- Publish Date
- Wednesday, 27 November 2019, 1:15PM
Chip lovers will be able to enjoy their favourite snack without the guilt, as Bluebird manufacturer PepsiCo announces it's changing the cooking oil used in all its major brands.
Bluebird is switching to canola oil, with the promise that will mean a lot less saturated fat in treats like Bluebird Original Cut potato chips, Rashuns, Twisties and Burger Rings.
The amount of satured fat will drop by as much as 85 per cent in some brands, with the company saying it wants to cut down on fat, sodium, and sugars.
PepsiCo New Zealand general manager Ali Hamza said it was a significant milestone for the company.
"We're proud to be rolling out this change in New Zealand to many of our great snack brands like Bluebird and Doritos. Consumer needs and preferences are changing, and Kiwis are more concerned about their health and wellness than ever before."
The switch will mean more than 90 per cent of PepsiCo's snack portfolio meets its 2025 global goal to reduce saturated fat to 1.1 grams per 100 calories.
"The team has been making several changes to our portfolio, products and packaging to ensure we can meet our consumers' needs," Hamza says.

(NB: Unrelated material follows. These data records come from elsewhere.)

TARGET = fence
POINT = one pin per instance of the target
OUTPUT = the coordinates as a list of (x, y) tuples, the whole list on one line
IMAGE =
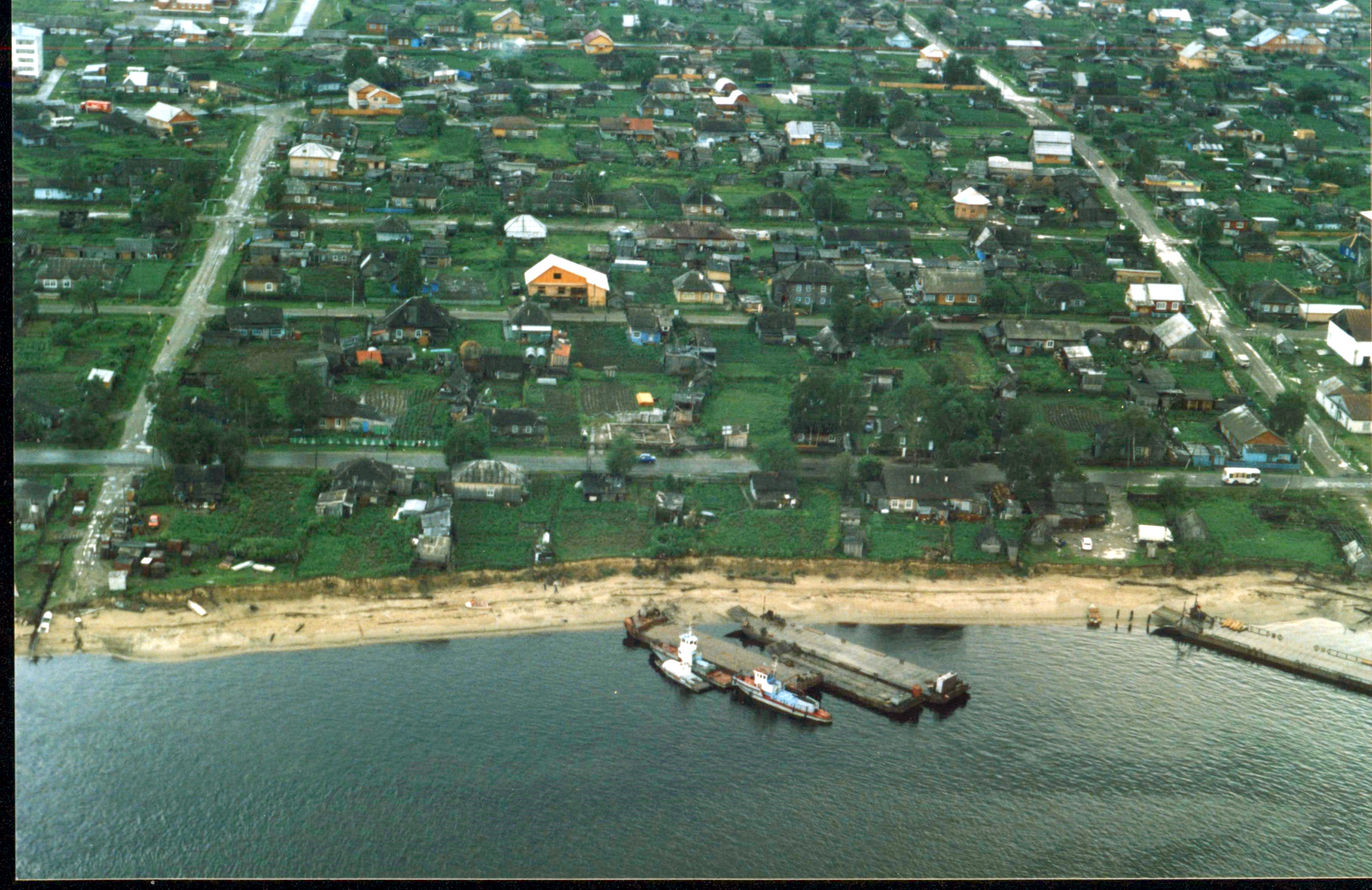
[(367, 442)]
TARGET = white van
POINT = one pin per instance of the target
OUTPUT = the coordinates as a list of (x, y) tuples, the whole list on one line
[(1242, 476)]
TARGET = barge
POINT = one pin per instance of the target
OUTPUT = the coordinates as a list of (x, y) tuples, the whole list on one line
[(864, 675), (1264, 647)]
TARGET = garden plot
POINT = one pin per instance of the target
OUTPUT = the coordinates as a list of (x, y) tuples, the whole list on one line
[(607, 398)]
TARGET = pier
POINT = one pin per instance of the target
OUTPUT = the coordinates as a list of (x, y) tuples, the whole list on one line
[(1261, 645), (655, 630), (868, 677)]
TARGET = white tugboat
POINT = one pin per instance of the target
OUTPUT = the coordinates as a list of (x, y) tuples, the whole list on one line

"We are committed to reformulating our products without compromising on taste! We also want to make it easier for consumers to make informed choices for themselves and their families."
He says the company have been working to give consumers healthier options and meet high food quality and safety standards, including rolling out a health star rating on its Bluebird snack brand packaging.
Herald food and nutrition columnist Niki Bezzant said PepsiCo was bringing its products into line with "some of the better chips that are already on the market".
"It also makes me wonder: Were they using palm oil before? We often see 'vegetable oil' on ingredients lists which can be a term that hides the use of palm oil. On the chips I looked at when I did a brief survey of the shelves, only a few actually state 'palm oil outright. Palm oil is high in saturated fat an also has sustainability and ethical issues, as we know.
"It's important to note too that this doesn't make these chips and snacks health food. Even made with healthier oil, they're still perfect little fat, refined carb and salt packages that are irresistible, energy dense and really easy to over-eat.